Definitions Of Winning

     The above is probably Donald Trump’s most famous campaign moment. The people at his rallies loved it – and they loved him for it. He had proclaimed a standard by which to judge whether America was advancing that they could understand. It was one that included them, their families, their communities, and the futures of their children.

     Yes, it was extravagant. Yes, it was bombastic. It’s Trump’s rhetorical style...and much to the dismay of his opponents in the Democrat and Republican Parties, the public didn’t turn up its collective nose at his “vulgarity.” Rather, it installed him in the White House.

     Trump had accomplished something that had eluded a great many career politicians: he had tapped the national spirit and embraced it. He had told the voters, “I see winning the way you do, and I’m committed to it.”

     The political class’s media handmaidens were massively unwilling to show the public the excitement Trump had generated:

     Those rallies were a refutation of all their political masters held dear. They could not bear it. More, they could not understand it.

     Trump didn’t have a record of failure for his opponents to run against. He had a record of doing what he said he’d do. He had scored repeated successes in one of the most difficult real-estate markets in the world. Yes, he had suffered losses, but he’d always recovered from them. He was able to make big promises and be believed. That, coupled with his embrace of what the voters hold to be winning, was the fuel that propelled him to the Oval Office. Since he got there, he’s been doing just about exactly as he promised, despite the contrary prognostications of the Establishment.

     In reflecting on the above, please remember that I was dubious about Trump.


     As everyone has his own values, goals, and priorities, everyone has his own definition of winning. Each of us knows pretty well:

  • What matters to him,
  • What he wants that he doesn’t yet have,
  • What he has that he wants to be rid of,
  • And what he’s willing to do, to pay, and to sacrifice to advance toward those goals.

     That’s the nature of individuality. Regardless of what Most People might say, we really are individually motivated and actuated. Yet our commonalities are pretty common.

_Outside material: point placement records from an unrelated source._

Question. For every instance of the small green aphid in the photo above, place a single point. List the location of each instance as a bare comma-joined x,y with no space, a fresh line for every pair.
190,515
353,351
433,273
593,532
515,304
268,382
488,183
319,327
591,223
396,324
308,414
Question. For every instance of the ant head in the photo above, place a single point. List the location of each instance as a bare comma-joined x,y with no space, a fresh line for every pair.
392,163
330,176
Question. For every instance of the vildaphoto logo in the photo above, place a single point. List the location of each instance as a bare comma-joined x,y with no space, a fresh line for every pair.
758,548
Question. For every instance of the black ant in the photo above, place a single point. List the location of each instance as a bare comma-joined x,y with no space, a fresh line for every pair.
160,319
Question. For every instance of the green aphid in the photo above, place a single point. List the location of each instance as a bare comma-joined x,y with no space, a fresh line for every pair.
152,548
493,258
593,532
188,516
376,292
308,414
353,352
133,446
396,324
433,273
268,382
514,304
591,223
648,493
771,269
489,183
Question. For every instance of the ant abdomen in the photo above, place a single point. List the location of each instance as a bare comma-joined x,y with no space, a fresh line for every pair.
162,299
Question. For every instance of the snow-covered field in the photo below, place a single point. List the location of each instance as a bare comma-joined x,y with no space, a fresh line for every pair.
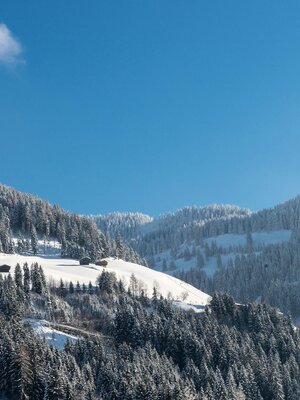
54,337
70,270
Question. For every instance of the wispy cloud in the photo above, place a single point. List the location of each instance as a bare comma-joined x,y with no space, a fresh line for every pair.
10,48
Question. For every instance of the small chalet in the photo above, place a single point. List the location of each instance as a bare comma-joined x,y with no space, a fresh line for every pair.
4,268
85,261
101,263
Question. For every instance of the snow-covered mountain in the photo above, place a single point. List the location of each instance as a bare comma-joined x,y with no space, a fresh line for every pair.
146,279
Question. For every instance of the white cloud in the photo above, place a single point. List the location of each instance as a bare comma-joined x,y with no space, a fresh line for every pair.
10,48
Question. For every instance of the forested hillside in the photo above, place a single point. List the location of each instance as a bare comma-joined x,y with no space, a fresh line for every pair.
133,347
252,256
26,218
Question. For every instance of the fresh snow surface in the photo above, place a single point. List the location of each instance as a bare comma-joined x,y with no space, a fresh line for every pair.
70,270
56,338
266,238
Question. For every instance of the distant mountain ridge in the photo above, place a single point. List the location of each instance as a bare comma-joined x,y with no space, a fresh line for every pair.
254,256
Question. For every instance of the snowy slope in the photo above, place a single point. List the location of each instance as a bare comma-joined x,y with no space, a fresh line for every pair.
54,337
70,270
259,238
235,242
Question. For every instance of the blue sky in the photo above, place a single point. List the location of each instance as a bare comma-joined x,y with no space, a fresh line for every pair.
150,105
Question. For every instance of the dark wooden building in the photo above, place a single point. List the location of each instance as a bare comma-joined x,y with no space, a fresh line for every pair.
85,261
101,263
4,268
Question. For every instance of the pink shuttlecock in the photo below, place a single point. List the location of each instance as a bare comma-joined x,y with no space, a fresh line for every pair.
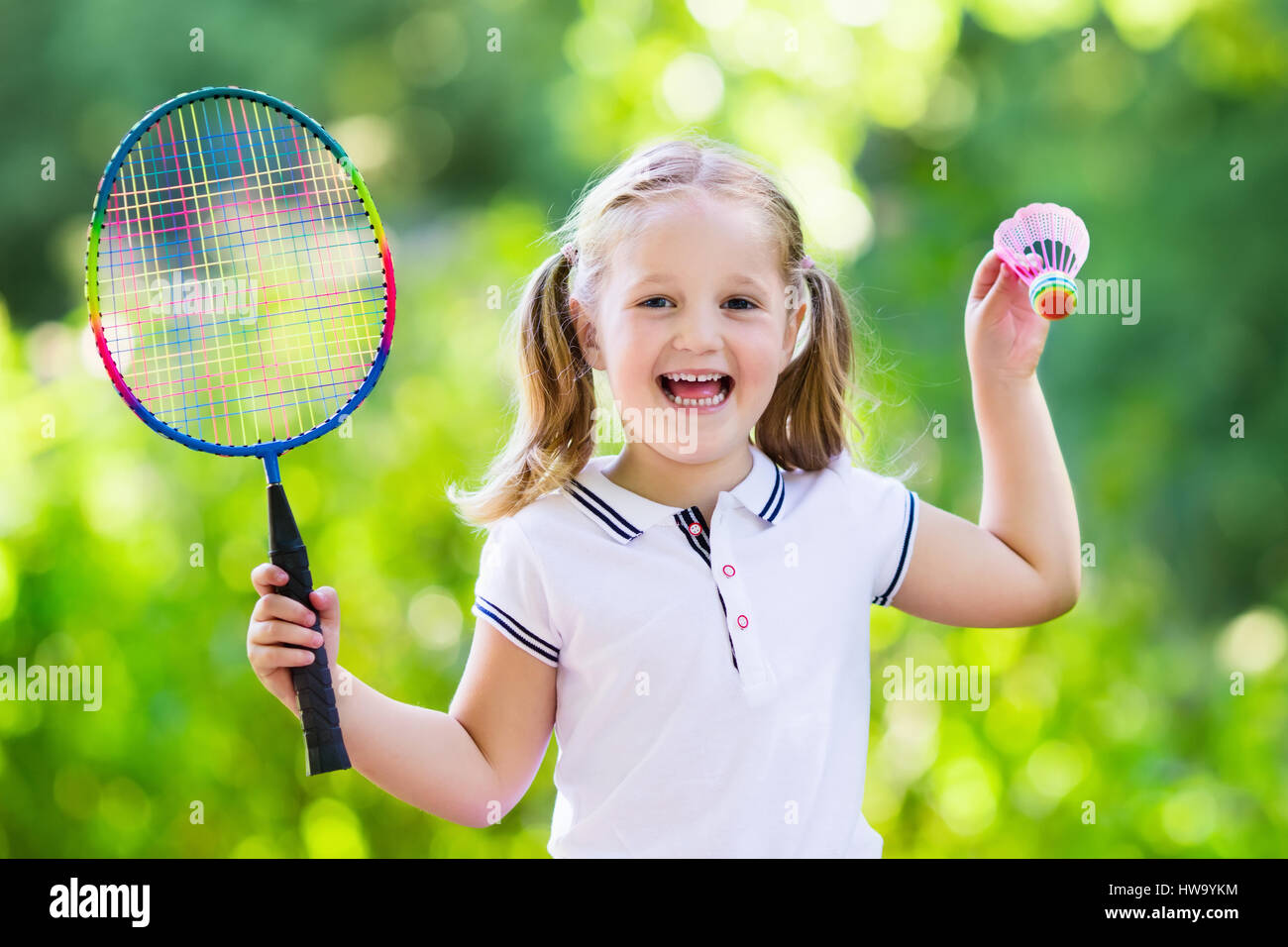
1044,245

     For decades Smith has listened to politicians’ promises, and then has watched them fail at best, go back on their words at worst. He’s grown thick calluses over his credulity. His neighbor Jones feels much the same, even though Smith calls himself a liberal and Jones calls himself a conservative. “You can’t trust ‘em” is their shared conviction about the political class.

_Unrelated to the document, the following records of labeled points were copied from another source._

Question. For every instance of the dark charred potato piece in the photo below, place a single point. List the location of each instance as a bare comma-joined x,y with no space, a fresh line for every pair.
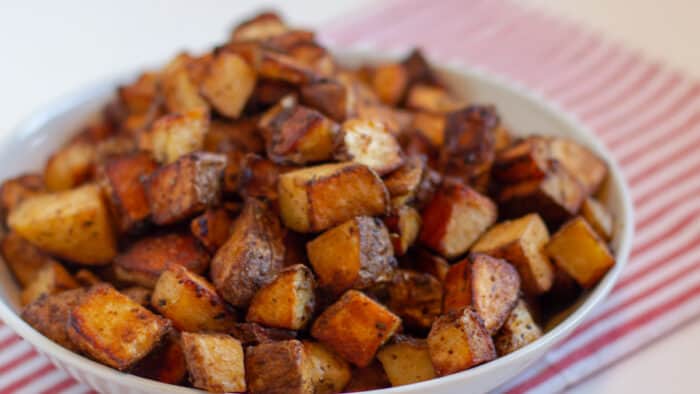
287,302
49,315
367,257
113,329
186,187
123,177
212,228
455,218
459,341
190,301
144,261
215,362
72,224
416,297
521,242
316,198
355,327
252,256
580,252
279,367
228,84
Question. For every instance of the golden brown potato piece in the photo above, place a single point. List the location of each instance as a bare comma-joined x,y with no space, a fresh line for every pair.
23,258
580,252
329,372
459,341
186,187
113,329
598,217
144,261
73,224
286,302
587,168
279,367
212,228
455,218
407,361
49,313
521,242
369,142
190,301
519,330
123,176
215,362
316,198
298,135
228,84
404,226
489,286
416,297
355,327
366,259
252,256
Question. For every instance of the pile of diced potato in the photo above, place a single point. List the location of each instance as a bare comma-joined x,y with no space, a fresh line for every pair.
260,218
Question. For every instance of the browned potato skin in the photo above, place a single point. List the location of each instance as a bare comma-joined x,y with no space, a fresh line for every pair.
279,367
287,302
459,341
252,256
144,261
49,315
367,256
183,188
355,327
113,329
215,362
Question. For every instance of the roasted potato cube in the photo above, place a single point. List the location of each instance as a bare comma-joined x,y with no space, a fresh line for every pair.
279,367
185,187
455,218
416,297
298,135
367,256
489,286
252,256
369,142
190,301
406,361
70,166
521,242
144,261
355,327
329,372
404,225
73,224
598,217
587,168
580,252
316,198
212,228
459,341
113,329
49,313
519,330
123,176
215,362
286,302
24,259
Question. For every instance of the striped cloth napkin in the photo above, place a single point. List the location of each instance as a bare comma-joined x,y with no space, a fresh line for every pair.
648,116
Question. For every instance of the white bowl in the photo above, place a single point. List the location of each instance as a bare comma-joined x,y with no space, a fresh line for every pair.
524,112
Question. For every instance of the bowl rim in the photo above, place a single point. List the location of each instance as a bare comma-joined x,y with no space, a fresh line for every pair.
47,112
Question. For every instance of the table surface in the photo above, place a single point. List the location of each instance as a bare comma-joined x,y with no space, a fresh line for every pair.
50,48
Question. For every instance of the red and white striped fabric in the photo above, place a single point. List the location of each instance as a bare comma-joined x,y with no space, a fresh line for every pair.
648,115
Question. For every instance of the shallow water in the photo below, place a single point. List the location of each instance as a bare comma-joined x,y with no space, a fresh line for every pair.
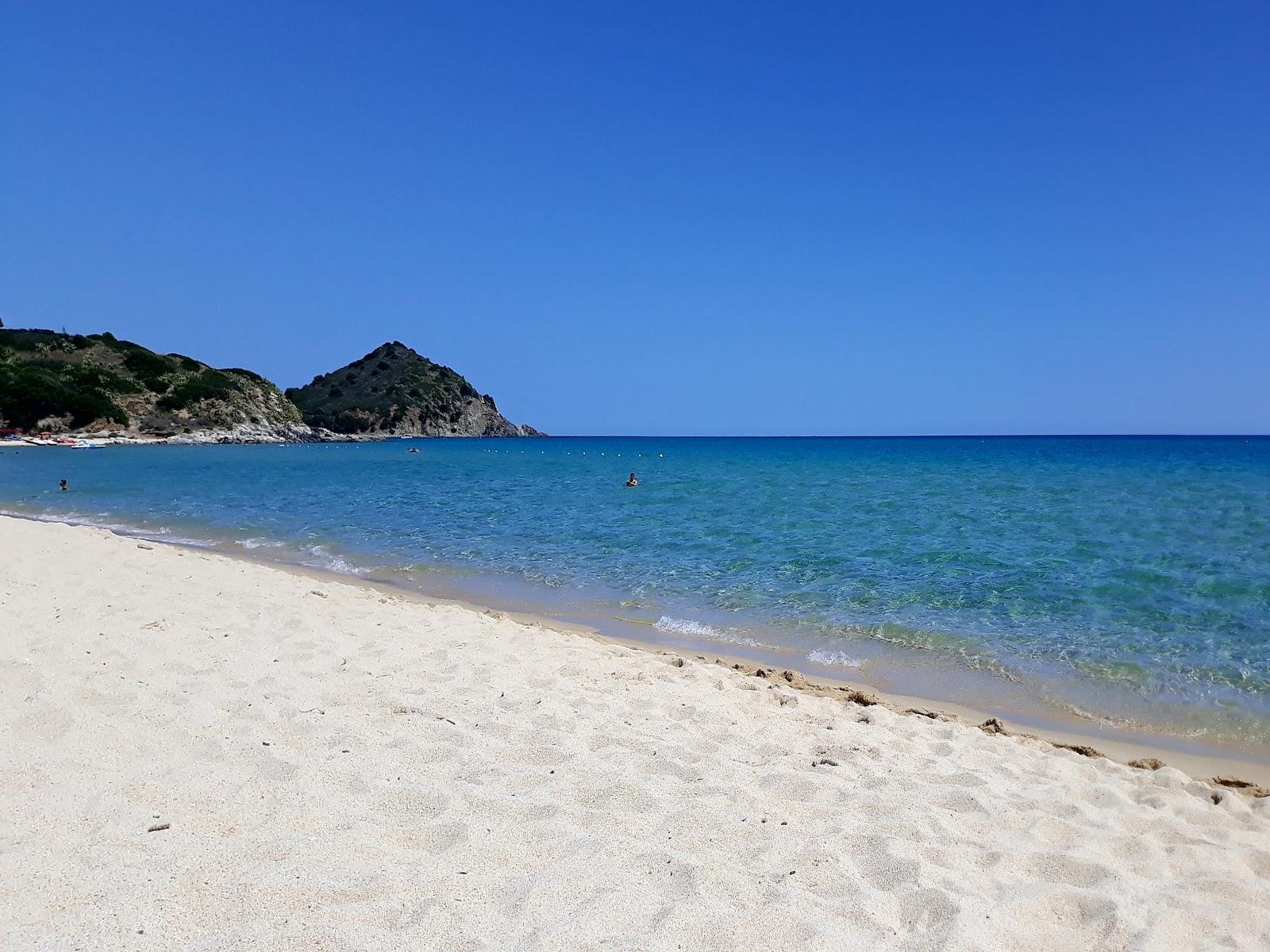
1123,578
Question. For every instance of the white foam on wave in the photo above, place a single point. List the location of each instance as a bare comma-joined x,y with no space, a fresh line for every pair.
260,543
321,558
686,626
832,658
101,520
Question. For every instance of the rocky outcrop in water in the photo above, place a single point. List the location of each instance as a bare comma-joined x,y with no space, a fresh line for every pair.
395,391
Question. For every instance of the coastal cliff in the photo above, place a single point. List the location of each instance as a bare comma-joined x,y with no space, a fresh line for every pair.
114,390
395,391
97,384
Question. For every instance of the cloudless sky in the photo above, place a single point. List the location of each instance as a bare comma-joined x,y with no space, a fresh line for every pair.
667,217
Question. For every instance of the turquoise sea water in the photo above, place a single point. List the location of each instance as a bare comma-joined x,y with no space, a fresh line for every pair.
1126,579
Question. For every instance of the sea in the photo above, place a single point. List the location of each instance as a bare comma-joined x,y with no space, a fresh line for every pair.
1121,584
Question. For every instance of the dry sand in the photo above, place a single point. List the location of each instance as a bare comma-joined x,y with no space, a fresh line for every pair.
210,754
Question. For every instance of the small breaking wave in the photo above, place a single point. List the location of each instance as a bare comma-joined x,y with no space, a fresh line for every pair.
831,658
249,543
686,626
321,558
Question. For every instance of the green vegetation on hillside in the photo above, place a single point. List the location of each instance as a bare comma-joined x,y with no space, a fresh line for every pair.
391,389
75,381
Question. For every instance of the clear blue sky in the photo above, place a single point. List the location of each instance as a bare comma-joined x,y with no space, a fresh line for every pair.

     One of the consequences has been the diminution of the fraction of the electorate that bothers to vote:

Year % Voter Participation
1900 73.2
1912 58.8
1920 49.2
1932 56.9
1940 62.5
1952 63.3
1960 64.0
1972 55.1
1980 52.8
1992 55.2
2000 61.6
2012 53.8

     The voter unenthused about either of the presidential candidates has a strong chance of staying home. The syndrome is even more pronounced in non-presidential election years, which suggests that the conviction that "they're all thieves" is even stronger at the state, county, and municipal levels.

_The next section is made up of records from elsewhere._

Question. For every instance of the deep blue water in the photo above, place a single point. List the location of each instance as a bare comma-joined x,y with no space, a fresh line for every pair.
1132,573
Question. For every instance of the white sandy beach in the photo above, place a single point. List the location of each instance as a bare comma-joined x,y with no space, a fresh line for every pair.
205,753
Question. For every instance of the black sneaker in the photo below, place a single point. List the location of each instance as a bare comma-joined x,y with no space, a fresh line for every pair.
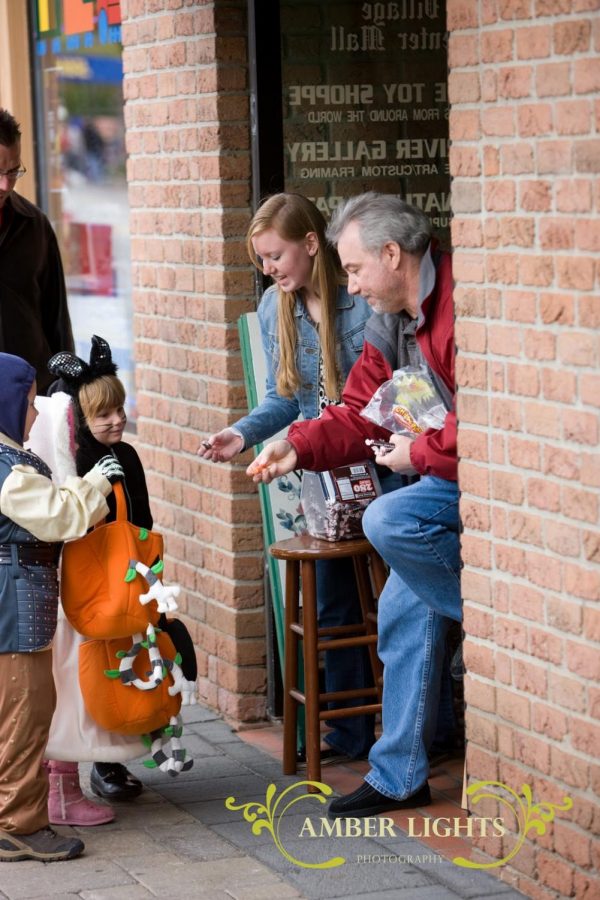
113,781
45,845
367,801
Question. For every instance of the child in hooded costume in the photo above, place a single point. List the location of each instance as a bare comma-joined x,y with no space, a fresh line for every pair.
99,398
74,735
36,516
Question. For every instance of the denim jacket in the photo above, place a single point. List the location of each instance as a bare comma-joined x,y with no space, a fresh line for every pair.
275,411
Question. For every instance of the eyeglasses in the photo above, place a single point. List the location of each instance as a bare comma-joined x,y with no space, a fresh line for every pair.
13,174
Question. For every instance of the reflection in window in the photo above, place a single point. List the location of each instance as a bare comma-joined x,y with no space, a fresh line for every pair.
80,75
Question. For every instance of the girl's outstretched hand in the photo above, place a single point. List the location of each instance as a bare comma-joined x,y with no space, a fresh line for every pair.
222,446
276,459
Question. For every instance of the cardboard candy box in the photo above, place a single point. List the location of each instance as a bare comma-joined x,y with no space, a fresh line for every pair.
334,502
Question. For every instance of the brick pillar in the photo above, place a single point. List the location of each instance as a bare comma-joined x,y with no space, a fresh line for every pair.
187,119
524,87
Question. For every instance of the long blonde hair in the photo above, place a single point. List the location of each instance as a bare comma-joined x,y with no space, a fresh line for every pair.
293,216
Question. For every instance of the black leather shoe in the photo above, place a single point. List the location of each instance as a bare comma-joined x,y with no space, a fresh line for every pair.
116,783
366,801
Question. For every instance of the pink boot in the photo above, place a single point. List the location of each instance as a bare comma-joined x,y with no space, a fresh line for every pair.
67,804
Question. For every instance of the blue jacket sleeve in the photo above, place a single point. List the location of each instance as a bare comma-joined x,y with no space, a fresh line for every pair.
274,412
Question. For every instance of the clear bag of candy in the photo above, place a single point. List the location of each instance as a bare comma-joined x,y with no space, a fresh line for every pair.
409,403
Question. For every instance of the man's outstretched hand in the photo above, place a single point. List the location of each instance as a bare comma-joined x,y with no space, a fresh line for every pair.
276,459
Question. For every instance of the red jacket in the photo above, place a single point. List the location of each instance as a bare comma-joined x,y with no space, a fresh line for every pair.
338,436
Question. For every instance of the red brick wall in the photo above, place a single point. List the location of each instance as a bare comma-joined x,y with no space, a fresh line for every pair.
524,86
187,118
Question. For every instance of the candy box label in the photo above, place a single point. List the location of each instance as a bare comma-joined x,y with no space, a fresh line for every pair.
334,502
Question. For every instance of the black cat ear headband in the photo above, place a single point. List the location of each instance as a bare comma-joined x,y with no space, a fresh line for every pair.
75,372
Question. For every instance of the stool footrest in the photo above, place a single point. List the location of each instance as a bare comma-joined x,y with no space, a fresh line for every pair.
365,710
340,643
351,694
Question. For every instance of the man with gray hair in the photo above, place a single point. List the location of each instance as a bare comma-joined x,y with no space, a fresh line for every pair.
385,247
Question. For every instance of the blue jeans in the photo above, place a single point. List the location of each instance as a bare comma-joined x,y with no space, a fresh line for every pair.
415,530
338,604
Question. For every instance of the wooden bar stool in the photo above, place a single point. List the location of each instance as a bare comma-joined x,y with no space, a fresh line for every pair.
300,554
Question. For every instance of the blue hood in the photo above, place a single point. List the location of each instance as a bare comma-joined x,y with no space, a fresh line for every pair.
16,378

     What the careerists who make up our political Establishment have banked on is the belief that party alignment matters more than anything – "If you don't elect me, you'll get him." While it does matter somewhat, the perception that the candidate can be trusted to keep his promises and to achieve the results he's promised is far more potent.

     The careerists have come up against a man with a habit of keeping his promises and making good on them, and it dismays and disgusts them. Who does this upstart think he is, anyway?


     For at least a century, the political careerist's definition of winning has been:

  • Get elected.
  • Get re-elected.

     As long as "everyone plays by the same rules," it kept the careerists in power. When an outsider with a track record of success entered the game and defeated them, the Establishment went to its fallback definition of winning: Thwart Trump and his agenda, so that his "trick" would never be used against them again. When you read something mealy-mouthed about how "senior staff" ought to "control" Trump, that's the key to it.

     The elections of 2018 and 2020 are likely to turn on how well Trump resists the attempts to control, block, and defeat him. The careerists, with their quite different definition of winning, have a lot more to lose than he does. They'll play hard. They'll cheat. Some of them are already doing so. But they're fighting uphill. The electorate likes what it's seen so far from the 45th President.

     They're not yet tired of winning. Not at all.

1 comment:

BB-Idaho said...

The electorate that 'likes what it sees' is about 35%. But it's early.